Guess what? It’s the same for businesses.

Trying to establish a presence on every new social media platform may be perfectly feasible for a company with a large marketing staff and a seemingly endless marketing budget. That might not even be remotely plausible for a small business where the person in charge of marketing is also in charge of HR and sales.

An AdWords strategy may reap endless dividends for one company but it might go totally flat for another company. This could be because relevant keywords aren’t often searched or perhaps the keyword is too competitive to make headway.

Building relationships with people who have huge followings online (“influencers” as they are sometimes called) can be extremely beneficial for some kinds of businesses, particularly businesses that work in the social media space. If your customers know who those “influencers” are, they will find it meaningful that you have a relationship with those people. If you are a B2B manufacturer, however, your customers, like many of ours, will have no idea who Chris Brogan or Guy Kawasaki is. They want to know how to reach out to the experts in their own industries. That may or may not be a social media proposition, by the way.

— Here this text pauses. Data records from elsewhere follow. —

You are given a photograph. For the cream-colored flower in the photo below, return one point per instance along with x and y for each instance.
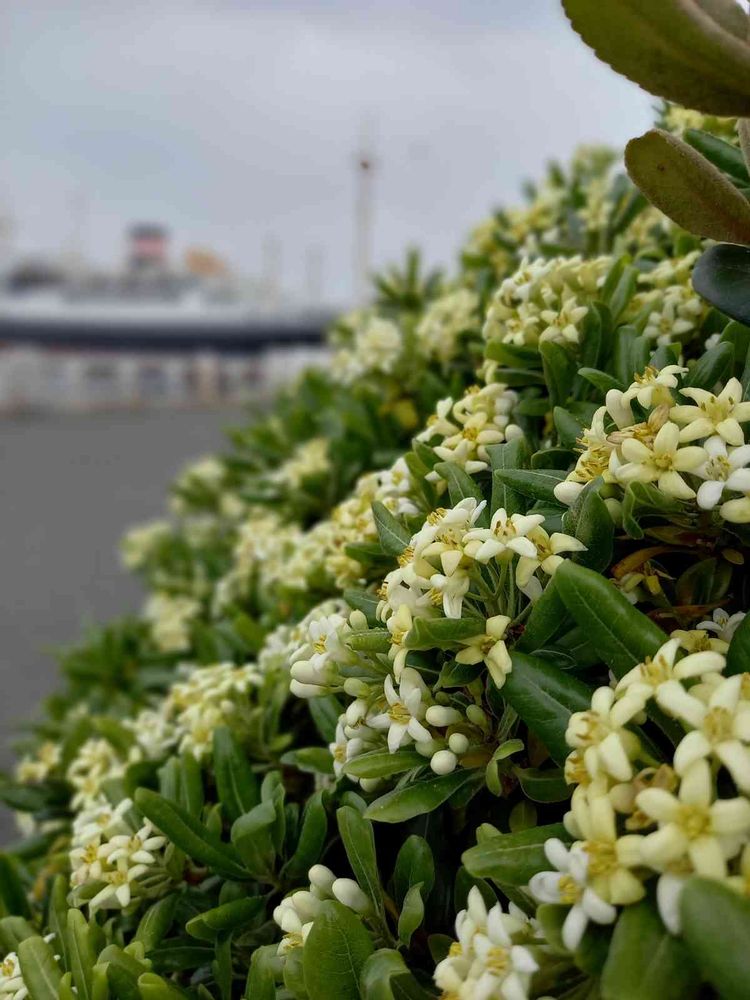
(662, 463)
(489, 648)
(712, 414)
(599, 733)
(548, 554)
(693, 824)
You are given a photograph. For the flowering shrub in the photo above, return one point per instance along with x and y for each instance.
(440, 689)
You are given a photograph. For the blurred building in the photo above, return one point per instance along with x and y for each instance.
(150, 333)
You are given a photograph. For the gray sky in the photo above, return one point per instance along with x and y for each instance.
(230, 119)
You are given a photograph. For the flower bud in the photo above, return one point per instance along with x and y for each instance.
(443, 762)
(439, 715)
(458, 743)
(321, 878)
(349, 894)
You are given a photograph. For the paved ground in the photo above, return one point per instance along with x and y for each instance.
(69, 486)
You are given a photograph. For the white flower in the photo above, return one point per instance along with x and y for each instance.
(723, 624)
(505, 537)
(598, 732)
(720, 414)
(652, 388)
(485, 964)
(724, 470)
(569, 886)
(692, 825)
(723, 731)
(547, 555)
(12, 985)
(651, 679)
(402, 719)
(489, 647)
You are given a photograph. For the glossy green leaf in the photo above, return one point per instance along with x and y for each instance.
(383, 763)
(687, 188)
(545, 697)
(41, 973)
(393, 536)
(189, 834)
(645, 961)
(513, 858)
(335, 952)
(418, 797)
(156, 921)
(358, 839)
(559, 367)
(207, 926)
(537, 484)
(619, 632)
(673, 48)
(716, 929)
(722, 276)
(311, 839)
(236, 783)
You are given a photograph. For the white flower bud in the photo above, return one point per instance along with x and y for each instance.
(321, 878)
(349, 894)
(443, 762)
(439, 715)
(356, 688)
(458, 743)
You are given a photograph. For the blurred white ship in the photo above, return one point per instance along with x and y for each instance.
(147, 335)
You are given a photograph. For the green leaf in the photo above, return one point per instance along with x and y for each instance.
(511, 455)
(412, 914)
(358, 839)
(383, 763)
(619, 632)
(393, 536)
(311, 839)
(12, 894)
(82, 956)
(418, 798)
(591, 523)
(672, 48)
(559, 371)
(646, 500)
(236, 783)
(41, 973)
(513, 858)
(738, 654)
(716, 929)
(442, 633)
(548, 617)
(687, 188)
(461, 487)
(210, 924)
(189, 834)
(548, 785)
(335, 951)
(261, 979)
(414, 865)
(253, 838)
(712, 367)
(538, 484)
(156, 921)
(385, 976)
(645, 962)
(545, 697)
(722, 276)
(723, 155)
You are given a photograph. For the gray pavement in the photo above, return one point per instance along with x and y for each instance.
(69, 486)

In social media, there is pressure to offer advice that would resonate with anyone who sees it. To that end, we offer soundbytes, made-up words and phrases, and anything else that might make us seem knowledgeable yet catchy. However, offering advice based on the idea that it worked for one company and thus will work for everyone is not only bad advice, it could actually lead companies down paths that will ultimately hurt their bottom lines.

Our advice is to listen to all advice that is given, but then take that extra pause and ponder whether that advice would really work for your specific company. It just may, but then again, it may not. You’re in the best seat to make that call.